Monday, May 09, 2011

The Rambling Gene

By:
The Summer of '65: Frazier and siblings with Dad at the Grand Canyon of the Yellowstone Photo: Courtesy of Ian Frazier

I THINK IT has to do with being from Ohio. My great-grandfather, born in Norwalk in 1866, used to tell a story about his younger brother Wint, a lad so restless and prone to wander that his mother had to tie him to a dog run in the backyard. Despite her efforts, Wint often disappeared, and my great-grandfather would be sent to find him. One morning he discovered Wint at the Norwalk railroad station, perched expectantly on the cowcatcher of a waiting westbound train.
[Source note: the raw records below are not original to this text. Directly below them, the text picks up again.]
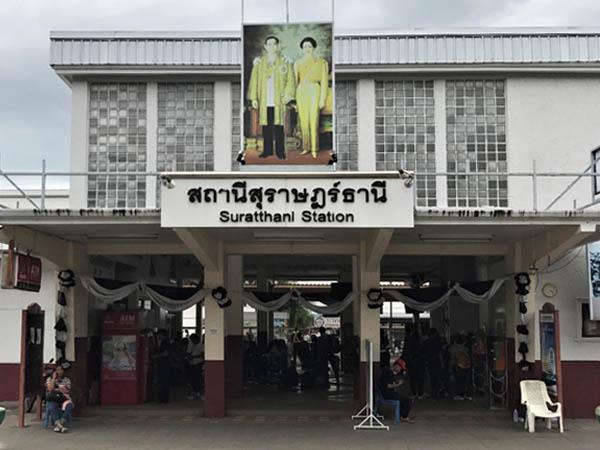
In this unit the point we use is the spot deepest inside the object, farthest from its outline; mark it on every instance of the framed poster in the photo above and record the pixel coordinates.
(287, 94)
(593, 269)
(550, 350)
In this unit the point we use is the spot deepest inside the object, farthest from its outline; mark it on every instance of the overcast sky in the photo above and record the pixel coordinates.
(35, 103)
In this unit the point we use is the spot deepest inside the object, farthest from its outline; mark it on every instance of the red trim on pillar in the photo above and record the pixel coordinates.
(581, 389)
(78, 373)
(214, 390)
(9, 387)
(234, 365)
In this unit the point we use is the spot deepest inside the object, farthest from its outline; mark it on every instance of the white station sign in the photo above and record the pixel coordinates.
(231, 200)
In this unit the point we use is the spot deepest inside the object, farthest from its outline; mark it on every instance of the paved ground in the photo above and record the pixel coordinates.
(449, 426)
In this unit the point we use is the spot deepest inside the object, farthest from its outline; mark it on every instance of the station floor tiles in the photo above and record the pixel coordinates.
(439, 425)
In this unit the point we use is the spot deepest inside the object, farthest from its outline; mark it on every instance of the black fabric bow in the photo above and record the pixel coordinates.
(523, 348)
(522, 280)
(375, 298)
(525, 365)
(60, 325)
(523, 307)
(219, 293)
(62, 298)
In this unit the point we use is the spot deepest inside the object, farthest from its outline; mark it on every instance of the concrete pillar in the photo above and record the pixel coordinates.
(78, 161)
(77, 317)
(214, 347)
(151, 142)
(517, 261)
(369, 278)
(199, 315)
(365, 93)
(222, 126)
(481, 269)
(234, 327)
(262, 317)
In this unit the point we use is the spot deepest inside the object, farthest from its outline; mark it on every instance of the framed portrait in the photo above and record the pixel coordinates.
(287, 94)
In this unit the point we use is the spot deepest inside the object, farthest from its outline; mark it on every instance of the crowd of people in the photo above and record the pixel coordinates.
(426, 357)
(305, 359)
(176, 362)
(430, 360)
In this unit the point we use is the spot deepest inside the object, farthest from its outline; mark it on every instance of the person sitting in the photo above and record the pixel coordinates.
(58, 398)
(389, 381)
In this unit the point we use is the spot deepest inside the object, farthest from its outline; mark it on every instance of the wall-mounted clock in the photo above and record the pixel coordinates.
(549, 290)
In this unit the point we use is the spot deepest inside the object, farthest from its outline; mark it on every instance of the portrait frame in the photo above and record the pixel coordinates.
(287, 94)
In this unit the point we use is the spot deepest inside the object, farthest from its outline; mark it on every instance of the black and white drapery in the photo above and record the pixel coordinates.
(108, 296)
(271, 302)
(462, 292)
(328, 308)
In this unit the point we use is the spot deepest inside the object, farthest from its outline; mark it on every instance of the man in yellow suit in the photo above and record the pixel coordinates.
(270, 89)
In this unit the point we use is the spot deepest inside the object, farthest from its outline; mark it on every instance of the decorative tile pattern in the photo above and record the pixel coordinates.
(117, 143)
(405, 132)
(235, 125)
(346, 127)
(185, 127)
(476, 142)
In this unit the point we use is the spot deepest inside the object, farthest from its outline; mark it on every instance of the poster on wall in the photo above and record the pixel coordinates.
(119, 357)
(29, 273)
(593, 268)
(287, 94)
(550, 350)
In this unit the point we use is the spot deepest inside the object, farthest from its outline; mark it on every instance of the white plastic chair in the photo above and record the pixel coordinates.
(534, 395)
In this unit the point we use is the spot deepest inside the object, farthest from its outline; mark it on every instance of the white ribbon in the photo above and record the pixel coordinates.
(275, 305)
(108, 296)
(417, 305)
(466, 295)
(332, 309)
(175, 305)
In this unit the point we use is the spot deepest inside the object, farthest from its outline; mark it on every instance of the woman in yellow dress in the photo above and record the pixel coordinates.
(312, 78)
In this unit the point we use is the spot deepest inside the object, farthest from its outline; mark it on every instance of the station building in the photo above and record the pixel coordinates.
(485, 137)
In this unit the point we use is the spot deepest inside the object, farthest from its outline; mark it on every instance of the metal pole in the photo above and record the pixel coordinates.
(43, 192)
(370, 384)
(534, 187)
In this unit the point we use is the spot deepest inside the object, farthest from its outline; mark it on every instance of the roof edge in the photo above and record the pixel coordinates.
(434, 32)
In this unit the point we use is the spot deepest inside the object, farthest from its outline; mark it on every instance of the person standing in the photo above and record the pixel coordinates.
(415, 360)
(433, 361)
(160, 356)
(270, 89)
(312, 79)
(390, 379)
(461, 367)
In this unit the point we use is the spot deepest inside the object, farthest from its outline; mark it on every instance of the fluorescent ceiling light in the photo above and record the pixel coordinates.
(480, 238)
(121, 237)
(284, 236)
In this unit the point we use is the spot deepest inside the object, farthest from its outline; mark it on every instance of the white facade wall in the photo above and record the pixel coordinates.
(556, 122)
(13, 302)
(572, 283)
(55, 198)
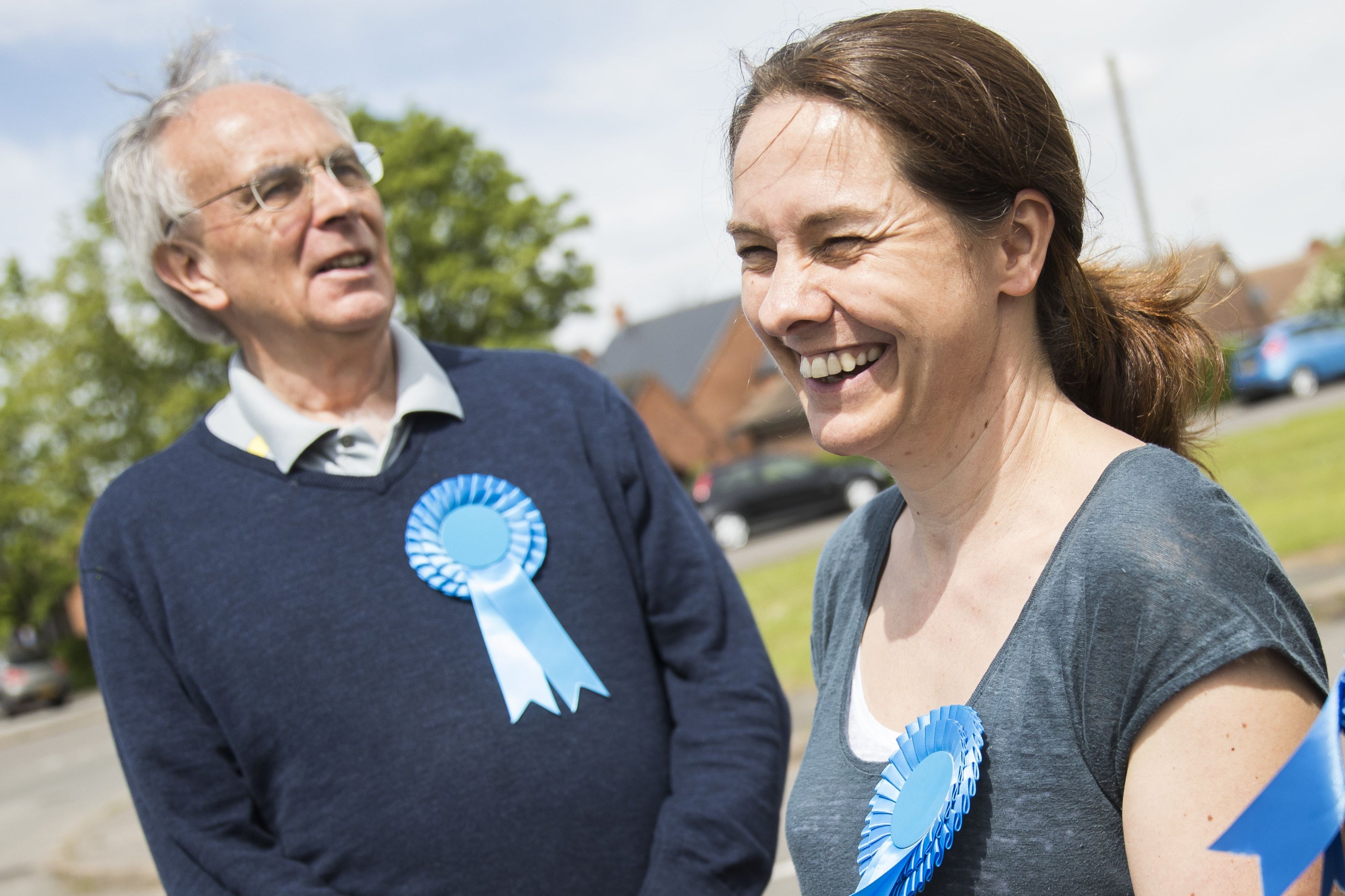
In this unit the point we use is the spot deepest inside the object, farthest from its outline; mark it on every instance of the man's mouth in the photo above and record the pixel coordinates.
(346, 260)
(835, 367)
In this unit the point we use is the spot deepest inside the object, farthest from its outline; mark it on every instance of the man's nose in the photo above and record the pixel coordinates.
(795, 298)
(331, 201)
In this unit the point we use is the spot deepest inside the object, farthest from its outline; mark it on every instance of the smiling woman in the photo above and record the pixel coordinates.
(908, 208)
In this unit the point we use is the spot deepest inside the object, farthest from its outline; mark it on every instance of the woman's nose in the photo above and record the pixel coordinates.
(791, 299)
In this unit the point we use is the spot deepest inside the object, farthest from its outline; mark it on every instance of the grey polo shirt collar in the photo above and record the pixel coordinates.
(252, 418)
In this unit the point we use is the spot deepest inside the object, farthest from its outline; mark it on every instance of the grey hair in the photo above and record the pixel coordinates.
(144, 194)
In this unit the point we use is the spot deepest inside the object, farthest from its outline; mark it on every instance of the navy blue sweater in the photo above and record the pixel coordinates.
(299, 714)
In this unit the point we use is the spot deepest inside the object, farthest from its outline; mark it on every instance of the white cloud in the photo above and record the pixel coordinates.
(623, 104)
(103, 21)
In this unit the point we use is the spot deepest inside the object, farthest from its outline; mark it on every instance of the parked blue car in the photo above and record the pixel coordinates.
(1296, 354)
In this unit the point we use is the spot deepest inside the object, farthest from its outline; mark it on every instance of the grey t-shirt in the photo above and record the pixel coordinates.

Family contagion, or something, transferred the wandering fever to my father and through him to me. I never thought of my dad as an outdoor kind of guy. Fishing and hunting, which I loved, appalled him; I realized only later that he spent more time outdoors than almost anybody. His particular restlessness sent him sailing out of sight on Lake Erie, walking into the desert beyond Tucson, where my mother's parents lived, and driving all over North America—as far as possible until the road ran out. He often took his wife and kids along on his jaunts, but he went whether accompanied or not. As he got older, his fingers curled permanently from gripping a steering wheel.

In the pre-seatbelt days, my four siblings and I racketed around the back of our station wagon on mattresses laid over the folded-down seats. As my father drove, I leaned over the front seat and helped him observe the highway: Route 66 in New Mexico and Arizona, for example, still my favorite of all roads. Dad would lecture to me quietly on some long, complicated subject—rocketry, the court system—during the dawn hours as the others slept. Jack­rabbits ran from the headlights, mesas and saguaro cactuses lifted their intoxicating silhouettes against a slowly brightening sky. My happiness then was inconceivable, even shaming, compared with my average grown-up frame of mind.

We stayed mostly in campgrounds—dozens and dozens of them, from the Florida Keys to Alaska. Every trip, we rented the same fold-up camper trailer from Buckeye Sports Center near where we lived. During the rest of the year, when we weren't using it, the trailer sat in Buckeye Sports' parking lot. The trailer's top consisted of two doorlike panels on hinges that folded out to provide sleeping platforms, above which a camper tent with aluminum struts could be assembled. A crucial moment in the assembly process required someone to stand inside the tent and clip things together while a partner on the outside held it up. It was my job to be on the outside while Dad did the inside part. Once, I got distracted and let go of the tent, allowing the whole business to fall on him. When he emerged from the wreckage, he told me I didn't have the brains God gave a screwdriver.

He was a chemical engineer, a man of practical wisdom who could take apart and repair anything, and I think he regretted that I wasn't like him. He reproached himself for failing to pass his mechanical aptitude along. But though I couldn't fix things, I could ramble as far as he could, even when I was young; and if his unstoppable momentum—which never let up, even on vacation—drove him up a mountain next to the campground as soon as the tent top was in place, I went with him. He's been dead for many years, but I still have a muscle memory to match the brisk, easy rhythm of his stride.

My son, Thomas, has the same skills my father had. They skipped a generation, as often occurs. But at 18, Thomas is like most kids his age in that he spends most of his time indoors, viewing artificial landscapes on a small screen. Last summer I took him on a road trip from our house in suburban New Jersey to my new favorite destination, Ohio, the state from which I was centrifugally flung long ago. Two old friends, Bill and Don, came along. And I do mean old: cumulatively, the three of us are almost 180. Thomas chilled in the backseat, texting, with his headphones on, and our old-guy awfulness affected him not at all. To get him even to look out the window I had to point and shout. Later, though, he said he'd had a good time. And these days, when we return from doing some local errand, he often asks if we can keep driving for a while. He has inherited the rambling gene, although he doesn't know it now.

Contributing editor Ian Frazier is the author of Travels in Siberia.